La police, entre déni de l’Etat et accusations outrancières

A ce stade, la situation devient critique. Quand la violence devient routine, la rébellion titre de gloire, le consensus social est menacé. Des forces de police usées, excédées, de ce rôle répressif qui se substitue semaine après semaine à l’ensemble de leurs missions de protection de la société, perdent leur discernement. Soucieux de ne pas les décourager, alors que leurs conditions de travail se dégradent du fait de l’état de protestation permanente, le gouvernement évite de procéder aux recadrages nécessaires, et soutient ses policiers en toutes circonstances, laissant ainsi prospérer l’impression d’un usage abusif délibéré de la force, face auquel une solidarité des manifestants pacifiques avec les plus violents deviendrait légitime. Une spirale de la violence est enclenchée, qui conduit inévitablement à une aggravation du désordre et donc à la ruine de l’autorité de l’Etat.

Ce discrédit de l’Etat est accéléré par les prises de positions politiques des opposants. Qui oublient leur vocation à exercer un jour ou l’autre le pouvoir, pour joindre leur voix au choeur de la dénonciation hebdomadaire des violences policières. Entre déni d’un gouvernement qui sanctuarise la police en rejetant par avance toute critique de l’action policière, et dénonciation systématique d’opposants qui font mine de voir chaque samedi, sur les Champs Elysées, les prémices de la mise en place d’une dictature à la française, la voie est balisée pour toutes les provocations. Une mention spéciale à ce stade à Jean-Luc Mélenchon, qui en qualifiant les policiers de “barbares” et en faisant mine de croire qu’ils seraient prêts à attenter à sa vie, jette un peu plus d’huile sur le feu et brouille encore les repères démocratiques.

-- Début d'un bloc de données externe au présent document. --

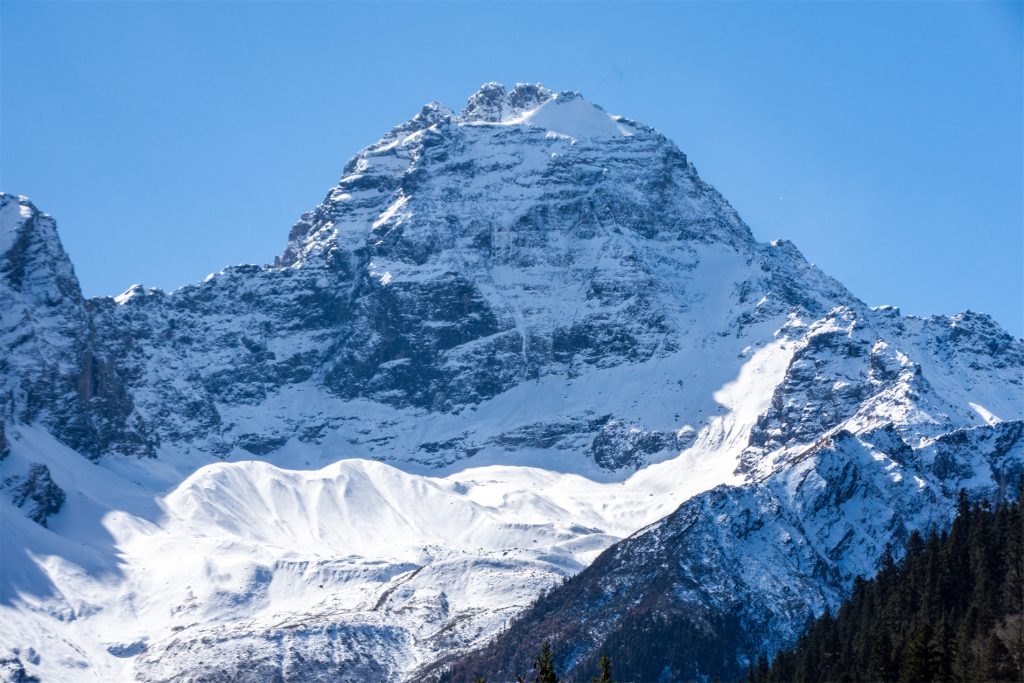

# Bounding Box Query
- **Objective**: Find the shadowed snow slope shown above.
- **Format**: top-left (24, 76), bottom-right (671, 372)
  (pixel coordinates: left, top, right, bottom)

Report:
top-left (0, 84), bottom-right (1024, 681)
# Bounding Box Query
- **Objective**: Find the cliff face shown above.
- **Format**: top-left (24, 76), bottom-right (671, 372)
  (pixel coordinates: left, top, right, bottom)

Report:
top-left (0, 84), bottom-right (1024, 680)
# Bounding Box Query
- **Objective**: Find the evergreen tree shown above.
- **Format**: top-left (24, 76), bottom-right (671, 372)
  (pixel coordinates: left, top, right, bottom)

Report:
top-left (591, 654), bottom-right (611, 683)
top-left (770, 493), bottom-right (1024, 683)
top-left (534, 643), bottom-right (559, 683)
top-left (978, 633), bottom-right (1020, 683)
top-left (899, 622), bottom-right (938, 683)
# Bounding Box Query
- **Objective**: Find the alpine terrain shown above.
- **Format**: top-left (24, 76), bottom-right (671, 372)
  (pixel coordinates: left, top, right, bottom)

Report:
top-left (0, 84), bottom-right (1024, 682)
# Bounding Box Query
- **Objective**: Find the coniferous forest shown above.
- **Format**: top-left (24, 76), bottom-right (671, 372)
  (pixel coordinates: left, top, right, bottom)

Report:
top-left (765, 494), bottom-right (1024, 683)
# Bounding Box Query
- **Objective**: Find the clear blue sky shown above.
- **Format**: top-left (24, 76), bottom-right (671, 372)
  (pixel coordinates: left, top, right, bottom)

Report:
top-left (0, 0), bottom-right (1024, 336)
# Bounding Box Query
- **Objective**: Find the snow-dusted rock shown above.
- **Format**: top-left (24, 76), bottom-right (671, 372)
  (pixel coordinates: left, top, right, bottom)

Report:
top-left (0, 84), bottom-right (1024, 681)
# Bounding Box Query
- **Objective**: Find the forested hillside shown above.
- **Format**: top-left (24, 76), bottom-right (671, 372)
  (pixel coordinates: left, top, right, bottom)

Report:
top-left (765, 495), bottom-right (1024, 683)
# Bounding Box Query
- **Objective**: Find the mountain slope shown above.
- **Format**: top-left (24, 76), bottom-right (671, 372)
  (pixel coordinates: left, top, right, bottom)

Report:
top-left (0, 84), bottom-right (1024, 681)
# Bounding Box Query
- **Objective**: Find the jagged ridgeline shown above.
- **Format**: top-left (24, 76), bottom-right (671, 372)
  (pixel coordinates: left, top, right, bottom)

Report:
top-left (439, 494), bottom-right (1024, 683)
top-left (0, 84), bottom-right (1024, 681)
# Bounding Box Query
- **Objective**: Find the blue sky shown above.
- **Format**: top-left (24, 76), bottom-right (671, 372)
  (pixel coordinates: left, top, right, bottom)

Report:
top-left (0, 0), bottom-right (1024, 336)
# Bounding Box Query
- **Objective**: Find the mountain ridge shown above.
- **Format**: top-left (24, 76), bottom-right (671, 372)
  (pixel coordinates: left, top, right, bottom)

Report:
top-left (0, 84), bottom-right (1024, 681)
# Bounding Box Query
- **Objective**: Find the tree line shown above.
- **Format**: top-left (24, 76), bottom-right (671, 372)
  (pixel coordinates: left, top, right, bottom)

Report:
top-left (761, 492), bottom-right (1024, 683)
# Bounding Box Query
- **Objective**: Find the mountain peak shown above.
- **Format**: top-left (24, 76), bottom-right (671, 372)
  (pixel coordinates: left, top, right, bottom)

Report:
top-left (459, 83), bottom-right (556, 123)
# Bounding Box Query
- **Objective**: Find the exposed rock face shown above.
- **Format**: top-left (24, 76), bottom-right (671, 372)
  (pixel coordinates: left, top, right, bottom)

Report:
top-left (0, 84), bottom-right (1024, 681)
top-left (2, 85), bottom-right (860, 471)
top-left (2, 463), bottom-right (65, 526)
top-left (442, 309), bottom-right (1024, 681)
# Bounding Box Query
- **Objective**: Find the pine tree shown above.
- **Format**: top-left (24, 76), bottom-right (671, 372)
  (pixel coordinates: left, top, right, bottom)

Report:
top-left (978, 633), bottom-right (1020, 683)
top-left (534, 643), bottom-right (559, 683)
top-left (899, 622), bottom-right (938, 683)
top-left (590, 654), bottom-right (611, 683)
top-left (867, 628), bottom-right (897, 683)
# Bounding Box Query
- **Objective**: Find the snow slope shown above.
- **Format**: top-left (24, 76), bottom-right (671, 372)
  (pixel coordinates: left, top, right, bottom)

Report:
top-left (0, 84), bottom-right (1024, 681)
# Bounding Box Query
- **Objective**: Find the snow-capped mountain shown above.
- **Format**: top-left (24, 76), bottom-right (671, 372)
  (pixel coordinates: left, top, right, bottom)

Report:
top-left (0, 84), bottom-right (1024, 681)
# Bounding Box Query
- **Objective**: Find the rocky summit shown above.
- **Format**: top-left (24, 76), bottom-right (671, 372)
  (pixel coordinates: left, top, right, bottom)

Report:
top-left (0, 84), bottom-right (1024, 681)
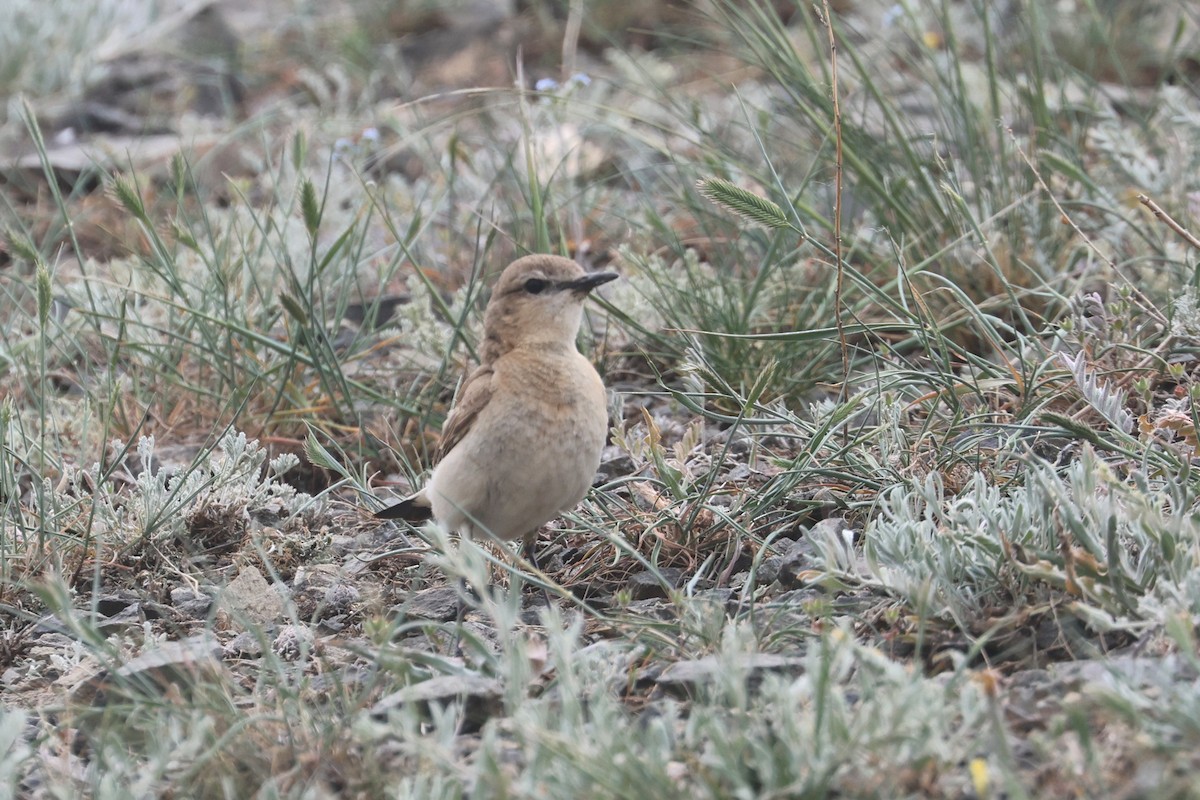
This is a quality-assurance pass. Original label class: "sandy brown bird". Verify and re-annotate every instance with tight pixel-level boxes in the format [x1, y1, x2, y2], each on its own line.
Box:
[376, 255, 617, 587]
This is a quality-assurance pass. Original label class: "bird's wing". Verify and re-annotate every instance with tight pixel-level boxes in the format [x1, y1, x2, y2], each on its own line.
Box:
[438, 365, 496, 461]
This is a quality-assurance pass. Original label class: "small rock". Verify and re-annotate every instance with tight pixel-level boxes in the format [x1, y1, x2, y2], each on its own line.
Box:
[170, 587, 212, 619]
[629, 566, 683, 600]
[392, 587, 458, 622]
[625, 597, 677, 620]
[224, 631, 263, 658]
[756, 555, 784, 587]
[271, 625, 314, 661]
[655, 652, 804, 696]
[217, 566, 283, 630]
[371, 675, 504, 734]
[324, 583, 360, 614]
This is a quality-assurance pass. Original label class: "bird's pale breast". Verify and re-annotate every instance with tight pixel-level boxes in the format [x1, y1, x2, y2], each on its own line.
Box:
[430, 348, 608, 540]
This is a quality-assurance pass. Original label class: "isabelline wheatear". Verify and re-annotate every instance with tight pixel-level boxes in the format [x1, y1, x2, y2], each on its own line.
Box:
[376, 255, 617, 594]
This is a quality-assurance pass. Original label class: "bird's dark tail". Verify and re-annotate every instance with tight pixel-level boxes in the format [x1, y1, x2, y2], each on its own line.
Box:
[376, 492, 433, 523]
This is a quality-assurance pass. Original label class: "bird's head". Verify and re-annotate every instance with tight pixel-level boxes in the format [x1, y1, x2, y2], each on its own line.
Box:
[484, 255, 617, 360]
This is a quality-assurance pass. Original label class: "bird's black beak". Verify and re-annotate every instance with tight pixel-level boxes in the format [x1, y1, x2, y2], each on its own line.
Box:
[560, 272, 620, 294]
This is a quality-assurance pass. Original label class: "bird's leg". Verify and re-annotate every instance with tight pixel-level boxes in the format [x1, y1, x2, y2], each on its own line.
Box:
[524, 534, 550, 608]
[450, 577, 470, 658]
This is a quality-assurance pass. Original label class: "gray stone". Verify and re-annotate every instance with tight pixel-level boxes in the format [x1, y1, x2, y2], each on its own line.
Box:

Comment sortir de cette mauvaise passe? Comment retrouver un peu de raison? Comment ne pas y perdre l’envie, voire le droit, de manifester pacifiquement? Sans doute pour le gouvernement, en remettant à plat les stratégies de maintien de l’ordre. Il n’est pas normal que l’intervention de la police, nécessaire lorsque l’ordre public est menacé, se solde de façon systématique par des blessures graves pour les manifestants. La gestion “au contact” des manifestants violents a montré ses limites. Dans le même temps, le pouvoir doit sortir de son impuissance à fabriquer du consensus autour de ses projets de réforme. L’absence durable et systématique de consentement à l’action qu’il mène le conduirait dans une impasse. Pour l’opposition politique, il est urgent de retrouver des repères, et de reprendre quelque distance vis à vis de l’action violente. Encourager des manifestants qui détruisent chaque samedi Abribus et vitrines est une voie sans issue. Et qui ne leur permettra ni de se refaire une crédibilité vis à vis des électeurs, ni de peser sur les réformes en cours. Les uns et les autres doivent retrouver le chemin du dialogue et de la confrontation pacifique et constructive des idées. C’est à cette condition que le niveau de violence diminuera, que les réformes auront une chance d’aboutir, et que revivront des alternatives politiques nous permettant de sortir du choix manichéen entre “progressisme” et barbarie.